Debuting in 2017, the renovation was entrusted to Tadao Ando – Pinault’s go-to architect – along with Paris-based NeM agency. The Bourse de Commerce is the Pritzker Prize-winning Japanese architect’s fourth project for Pinault, after the three Venetian cultural buildings, and is his largest undertaking in France so far. “Tadao Ando conceived a radical project, while closely following the building’s architectural and historical markers,” Pinault notes. “Once again, he has shown his capacity to reconcile a respect for tradition and the demands of modernity.” While paying homage to the edifice’s four centuries of history, Ando transformed the interiors into a space for contemporary art, constructing a circle within a circle.
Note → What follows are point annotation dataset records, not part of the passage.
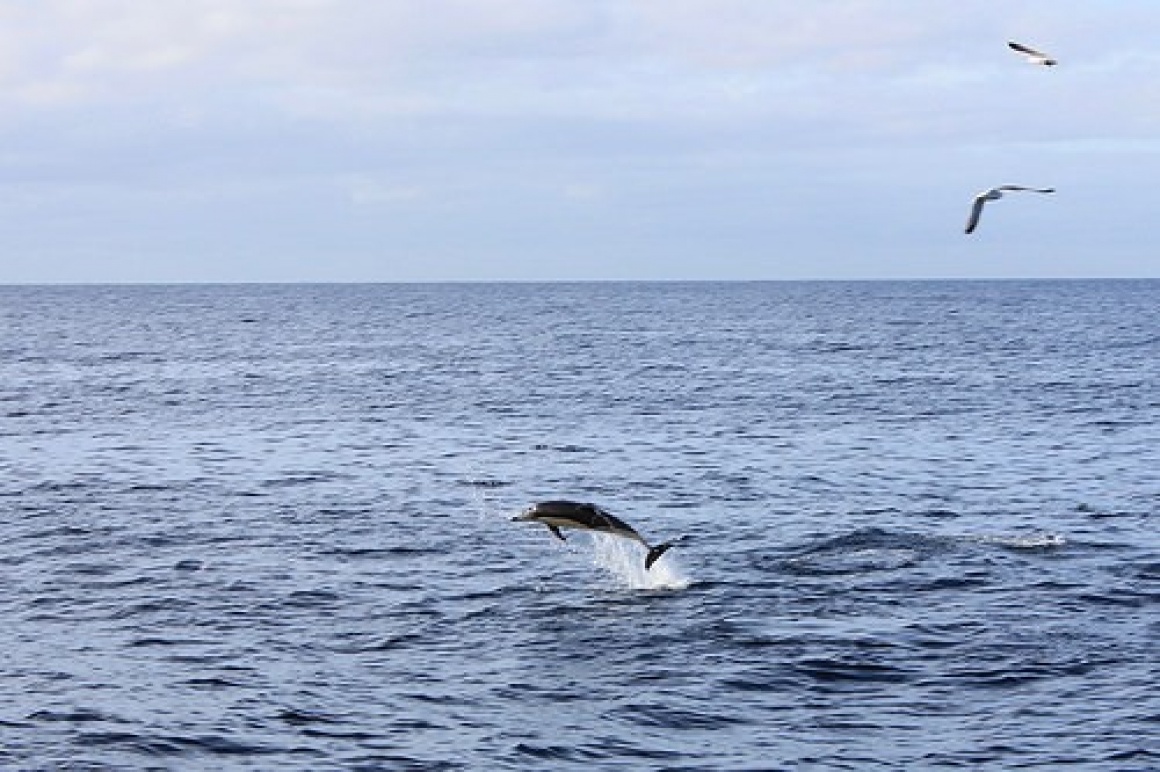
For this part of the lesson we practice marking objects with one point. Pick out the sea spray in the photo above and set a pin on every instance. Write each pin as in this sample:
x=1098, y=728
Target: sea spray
x=625, y=560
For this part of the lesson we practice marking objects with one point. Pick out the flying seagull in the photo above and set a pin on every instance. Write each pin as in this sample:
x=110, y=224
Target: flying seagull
x=1032, y=56
x=994, y=194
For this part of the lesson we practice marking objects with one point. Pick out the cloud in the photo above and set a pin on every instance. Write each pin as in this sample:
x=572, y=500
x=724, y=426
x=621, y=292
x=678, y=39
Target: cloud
x=600, y=126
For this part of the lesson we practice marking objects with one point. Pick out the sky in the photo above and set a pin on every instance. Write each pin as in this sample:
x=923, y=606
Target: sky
x=430, y=140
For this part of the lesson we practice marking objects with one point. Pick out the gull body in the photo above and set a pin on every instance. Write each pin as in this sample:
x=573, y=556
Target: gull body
x=1031, y=55
x=995, y=194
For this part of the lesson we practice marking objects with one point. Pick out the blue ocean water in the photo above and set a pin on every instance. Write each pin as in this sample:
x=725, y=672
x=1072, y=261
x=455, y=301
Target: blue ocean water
x=254, y=527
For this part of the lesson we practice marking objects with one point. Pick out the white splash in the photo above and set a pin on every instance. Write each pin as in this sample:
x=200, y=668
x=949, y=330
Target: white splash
x=1028, y=541
x=625, y=560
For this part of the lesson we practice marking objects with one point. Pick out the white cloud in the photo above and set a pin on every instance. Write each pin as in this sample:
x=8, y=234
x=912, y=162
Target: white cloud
x=607, y=117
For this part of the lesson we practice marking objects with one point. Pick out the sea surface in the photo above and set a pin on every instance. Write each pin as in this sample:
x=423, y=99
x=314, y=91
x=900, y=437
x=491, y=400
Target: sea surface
x=268, y=526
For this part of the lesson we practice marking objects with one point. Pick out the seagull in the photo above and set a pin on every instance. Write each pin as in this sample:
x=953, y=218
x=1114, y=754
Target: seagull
x=994, y=194
x=1032, y=56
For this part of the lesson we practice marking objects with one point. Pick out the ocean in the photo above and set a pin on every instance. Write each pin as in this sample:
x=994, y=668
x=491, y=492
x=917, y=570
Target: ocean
x=269, y=526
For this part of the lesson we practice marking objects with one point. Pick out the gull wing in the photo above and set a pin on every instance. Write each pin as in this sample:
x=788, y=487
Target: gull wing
x=1026, y=49
x=976, y=212
x=1026, y=188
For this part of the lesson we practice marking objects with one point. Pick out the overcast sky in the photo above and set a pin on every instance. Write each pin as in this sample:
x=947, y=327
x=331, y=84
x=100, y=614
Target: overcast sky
x=223, y=140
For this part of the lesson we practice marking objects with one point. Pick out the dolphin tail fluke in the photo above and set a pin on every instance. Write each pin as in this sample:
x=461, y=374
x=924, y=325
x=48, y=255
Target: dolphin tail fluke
x=654, y=553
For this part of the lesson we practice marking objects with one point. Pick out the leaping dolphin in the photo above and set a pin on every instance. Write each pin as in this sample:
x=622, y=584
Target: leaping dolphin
x=558, y=515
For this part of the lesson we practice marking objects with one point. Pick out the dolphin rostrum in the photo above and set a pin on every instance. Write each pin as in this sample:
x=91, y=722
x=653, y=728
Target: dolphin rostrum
x=558, y=515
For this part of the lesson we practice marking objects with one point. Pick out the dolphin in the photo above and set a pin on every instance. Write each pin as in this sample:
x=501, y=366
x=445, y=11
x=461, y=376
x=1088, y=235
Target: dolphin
x=558, y=515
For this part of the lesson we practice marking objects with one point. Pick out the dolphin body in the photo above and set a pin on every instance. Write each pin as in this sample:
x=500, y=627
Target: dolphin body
x=558, y=515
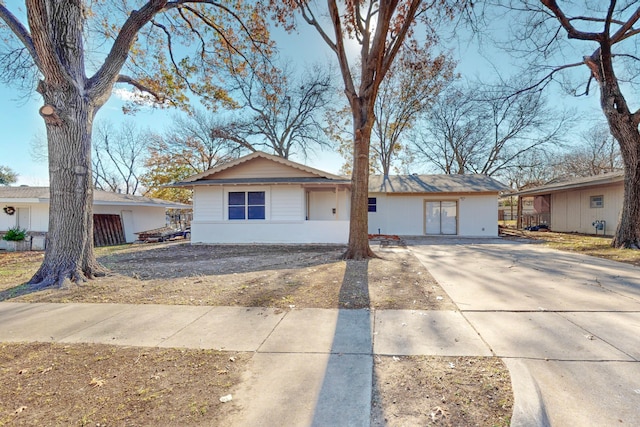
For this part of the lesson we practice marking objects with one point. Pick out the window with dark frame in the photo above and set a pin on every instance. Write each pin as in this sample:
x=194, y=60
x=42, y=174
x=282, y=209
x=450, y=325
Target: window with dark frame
x=372, y=207
x=596, y=201
x=246, y=205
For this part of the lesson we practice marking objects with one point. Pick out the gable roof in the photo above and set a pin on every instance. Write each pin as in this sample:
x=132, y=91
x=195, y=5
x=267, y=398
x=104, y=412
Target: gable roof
x=474, y=183
x=209, y=175
x=574, y=183
x=26, y=194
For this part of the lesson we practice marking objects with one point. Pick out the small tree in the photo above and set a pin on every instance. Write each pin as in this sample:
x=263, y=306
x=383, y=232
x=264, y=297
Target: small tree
x=410, y=90
x=118, y=158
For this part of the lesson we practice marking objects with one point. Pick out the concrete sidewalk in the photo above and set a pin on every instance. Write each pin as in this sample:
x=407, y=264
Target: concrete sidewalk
x=567, y=325
x=310, y=366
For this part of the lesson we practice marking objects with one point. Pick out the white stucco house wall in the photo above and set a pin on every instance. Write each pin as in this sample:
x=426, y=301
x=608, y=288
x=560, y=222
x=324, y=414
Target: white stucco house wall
x=262, y=198
x=456, y=205
x=28, y=207
x=576, y=204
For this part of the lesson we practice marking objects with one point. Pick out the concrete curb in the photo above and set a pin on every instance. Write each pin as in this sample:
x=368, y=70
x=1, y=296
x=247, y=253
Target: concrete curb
x=528, y=406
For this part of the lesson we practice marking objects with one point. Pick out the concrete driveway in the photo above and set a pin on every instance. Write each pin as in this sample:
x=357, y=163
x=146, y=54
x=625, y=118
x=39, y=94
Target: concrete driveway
x=567, y=325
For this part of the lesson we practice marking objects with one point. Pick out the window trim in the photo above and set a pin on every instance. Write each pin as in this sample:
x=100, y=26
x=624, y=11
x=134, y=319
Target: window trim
x=596, y=202
x=246, y=207
x=372, y=207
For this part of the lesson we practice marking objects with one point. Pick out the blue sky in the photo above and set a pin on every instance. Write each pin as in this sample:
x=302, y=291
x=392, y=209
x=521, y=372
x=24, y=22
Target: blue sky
x=21, y=122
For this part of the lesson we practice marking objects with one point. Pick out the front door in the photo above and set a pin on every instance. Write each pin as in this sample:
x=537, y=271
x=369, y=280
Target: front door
x=22, y=218
x=441, y=217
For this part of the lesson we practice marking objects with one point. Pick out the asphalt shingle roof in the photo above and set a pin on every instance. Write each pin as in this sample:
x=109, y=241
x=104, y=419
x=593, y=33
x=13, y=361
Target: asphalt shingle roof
x=434, y=184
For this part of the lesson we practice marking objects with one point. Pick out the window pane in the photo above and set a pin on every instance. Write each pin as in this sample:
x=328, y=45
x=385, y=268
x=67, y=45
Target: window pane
x=236, y=212
x=256, y=197
x=372, y=204
x=236, y=198
x=256, y=212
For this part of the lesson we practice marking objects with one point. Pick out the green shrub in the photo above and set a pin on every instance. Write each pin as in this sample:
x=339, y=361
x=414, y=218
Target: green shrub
x=15, y=234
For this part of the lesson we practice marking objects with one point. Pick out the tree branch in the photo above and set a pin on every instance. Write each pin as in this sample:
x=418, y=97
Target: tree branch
x=141, y=87
x=99, y=85
x=572, y=32
x=21, y=32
In the monumental rotunda within the heritage listed building, he inserted a minimalist open cylinder measuring nine meters high and 29 meters in diameter in his signature concrete for circulation and the display of art, which is topped by a walkway.

“The idea was to regenerate a historic site, honoring the memory of the city inscribed in its walls and interior, while bringing in another structure, on the model of nestled Russian dolls: a composition setting up a living dialog between the new and the old, creating a space full of life, as should be the case for a place devoted to contemporary art,” Ando explains. “The vocation of this architecture was to weave together the web of time, past, present and future.” Period elements like the majestic, 360-degree frescoes depicting scenes of worldwide trade painted by five different artists at the end of the 19th century at the cupola’s base, the ironwork, glass ceiling, interior façades and double-helix staircase have been preserved and restored. In contrast to a boxy white cube space, one of the major challenges of this museum was to find a way to exhibit works in curved galleries with plenty of openings.

French duo Ronan and Erwan Bouroullec designed and sourced the indoor and outdoor furniture for the Bourse de Commerce. Creating a welcoming space for passers-by to relax in, the urban elements surrounding the building include elongated cupro-aluminum benches with masts for flying banners, flags and weathervanes and bronze rocks for climbing, leaning and sitting. For the passageway separating the modern cylinder from the old façade, Artec Palissade chairs made of steel tubes and rope were introduced; in exhibition spaces and on the landings, Cassina anodized aluminum benches in black and gray fabric were added to disappear in front of the artworks. Accompanying the imposing 19th-century staircases, the Bouroullec brothers developed with Flos 15-meter-tall light fittings composed of mounted lanterns and blown glass encased in metal especially for the museum, while the rustic fabric of the rugs and benches in the reception lounge was conceived for the space by a manufacturer that works on old Jacquard looms in the north of France.

“The new Bourse de Commerce is a play of contrasts, leaps between eras, or between the most established items, which are the most anchored in time, almost a ‘taste’ – such as the moldings, decors, paving and woodwork from the 19th century – and more timeless, abstract elements – such as stone, concrete, glass, light, circles, abstraction,” Ronan Bouroullec remarks. “It was vital not to ‘decorate’ these spaces, or disturb this union of contrasts, just to accompany them. Comfort is often associated with ornamentation, depth, opulence and signs that are sometimes ostentatious. But, for us, it is in a delightful materiality, a robustness, quality, clarity, sometimes even by being pared back, that this comfort of the mind and body can be found.”

Pinault’s Bourse de Commerce pits him against his archrival, France’s other luxury goods billionaire art collector, Bernard Arnault, whose Frank Gehry-designed Fondation Louis Vuitton in Paris was inaugurated in 2014 and has attracted valuable loans from major institutions like New York’s MoMA, the Tate in London and the Pushkin Museum in Moscow for exhibitions that are beyond the reach of most state-owned museums. With the opening of the Bourse de Commerce – considered to be the cultural highlight in Paris this year – Pinault has achieved his goal of sharing his passion for contemporary art with as broad an audience as possible, not just an elite, and strengthened the place of the City of Light on the international art map.